Mon expérience avec le Quatrième Corps d’Armée de Taïwan

Nom : Asatoshi Kamida (05嘉味田朝俊)
Âge à l’époque : 18 ans (né en décembre 1926).
Statut à l’époque : enrôlé dans le Corps d’Armée de Taïwan (Armée taïwanaise du Japon)

[Poignarder des gens pour s’entraîner]
L’entraînement était très dur. Ce jour-là, nous avions presque terminé l’entraînement d’aspirants sous-officiers. On nous a ordonné de nous mettre en rang. Nous n’avions aucune idée de ce que nous devions faire. J’ai vu un homme imposant, bien plus grand que moi, peut-être un indonésien, et une femme de petite taille. Ils avaient tous les deux les mains liées ensembles. On nous a mis en rang devant ces gens. Je me demandais ce qui allait se passer lorsqu'un officier supérieur dit : « Faites ce qu'on vous a appris lors de vos entraînements avec vos baïonnettes. » J’étais interloqué, pensant avoir mal compris. C’était une très belle femme, dans la trentaine peut-être. L’homme était également jeune. Je me suis demandé « Pourquoi font-ils cela ? » Je continuai à m’interroger lorsque mon nom fut le premier appelé. Je me demandai toutefois ce que j'étais supposé faire.

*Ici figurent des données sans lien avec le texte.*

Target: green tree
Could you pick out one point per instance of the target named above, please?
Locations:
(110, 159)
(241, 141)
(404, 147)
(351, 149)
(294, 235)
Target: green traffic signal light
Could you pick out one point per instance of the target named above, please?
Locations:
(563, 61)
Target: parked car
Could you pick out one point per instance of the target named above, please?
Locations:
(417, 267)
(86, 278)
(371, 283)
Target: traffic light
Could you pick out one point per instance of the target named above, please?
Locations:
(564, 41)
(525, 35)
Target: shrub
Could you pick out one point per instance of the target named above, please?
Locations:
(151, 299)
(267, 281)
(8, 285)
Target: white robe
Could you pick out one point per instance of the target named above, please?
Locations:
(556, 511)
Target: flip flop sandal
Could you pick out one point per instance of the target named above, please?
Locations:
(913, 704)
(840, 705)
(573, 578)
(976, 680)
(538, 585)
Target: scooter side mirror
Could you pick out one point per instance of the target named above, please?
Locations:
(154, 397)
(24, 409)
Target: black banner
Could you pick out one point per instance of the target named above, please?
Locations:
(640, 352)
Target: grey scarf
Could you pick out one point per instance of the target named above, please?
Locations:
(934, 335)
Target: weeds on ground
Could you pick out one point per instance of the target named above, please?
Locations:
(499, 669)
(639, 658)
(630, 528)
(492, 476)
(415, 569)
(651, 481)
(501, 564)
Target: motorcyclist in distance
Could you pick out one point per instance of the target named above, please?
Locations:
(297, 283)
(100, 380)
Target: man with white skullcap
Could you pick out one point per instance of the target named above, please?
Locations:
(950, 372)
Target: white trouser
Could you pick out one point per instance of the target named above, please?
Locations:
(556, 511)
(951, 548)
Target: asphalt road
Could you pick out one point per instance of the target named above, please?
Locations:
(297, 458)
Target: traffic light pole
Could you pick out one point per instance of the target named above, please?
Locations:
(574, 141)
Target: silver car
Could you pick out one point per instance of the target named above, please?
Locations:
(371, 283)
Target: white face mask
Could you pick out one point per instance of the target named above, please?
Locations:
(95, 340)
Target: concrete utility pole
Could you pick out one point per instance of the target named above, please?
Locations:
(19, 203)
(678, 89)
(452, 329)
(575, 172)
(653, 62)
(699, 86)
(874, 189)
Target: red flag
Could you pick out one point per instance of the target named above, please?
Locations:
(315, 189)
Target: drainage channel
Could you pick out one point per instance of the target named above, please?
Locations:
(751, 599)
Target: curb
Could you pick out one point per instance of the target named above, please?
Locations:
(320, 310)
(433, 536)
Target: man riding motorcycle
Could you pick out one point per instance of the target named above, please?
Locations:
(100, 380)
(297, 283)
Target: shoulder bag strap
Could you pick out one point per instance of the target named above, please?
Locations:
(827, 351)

On m’a d’abord ordonné de poignarder l’homme avec la baïonnette. Je tremblais, j’avais reçu l’ordre de « charger ». Et puisque j’hésitais encore, on m’a frappé sur la tête. J’ai commencé à courir. Je n'avais pas à l'esprit le maniement de la baïonnette. J’ai déchiré son ventre mais il devait avoir une bonne résistance en réserve car il retint la baïonnette et ne la laissait pas partir. J’ai retiré la baïonnette de toutes mes forces et suis retourné dans le rang. Mais j’ai eu l’ordre de le refaire. Je me suis précipité sur lui sans même être certain de l’avoir poignardé. Je n’ai pas dormi les nuits qui ont suivi. L’homme regardait sa femme, puis nous dévisageait. Du sang jaillissait de son corps. C’était la toute première fois que je faisais quelque chose de la sorte. Et lorsque je regardais ce couple, ils me faisaient penser à mes parents à la maison, ils avaient à peu près le même âge. Je compatissais vraiment à leur douleur. Je n’ai plus réussi à dormir, même de retour à la maison. Je me souviens parfaitement de ce jour, ce que j’ai fait, la façon dont je l'ai fait tout en tremblant. Voilà pourquoi ma haine envers la guerre est si intense. Lorsque j’y pense, je ne me souviens pas combien de soldats se sont acharnés sur eux, mais ils étaient poignardés encore et encore jusqu'à ce que tout leur sang ait coulé, goutte après goutte. Un trou était creusé pour y déposer les morts. Après avoir poignardé cet homme, il m'était impossible de me retourner pour le regarder. Je me demande encore aujourd’hui pourquoi ce couple, ce jour-là, devait subir ce sort.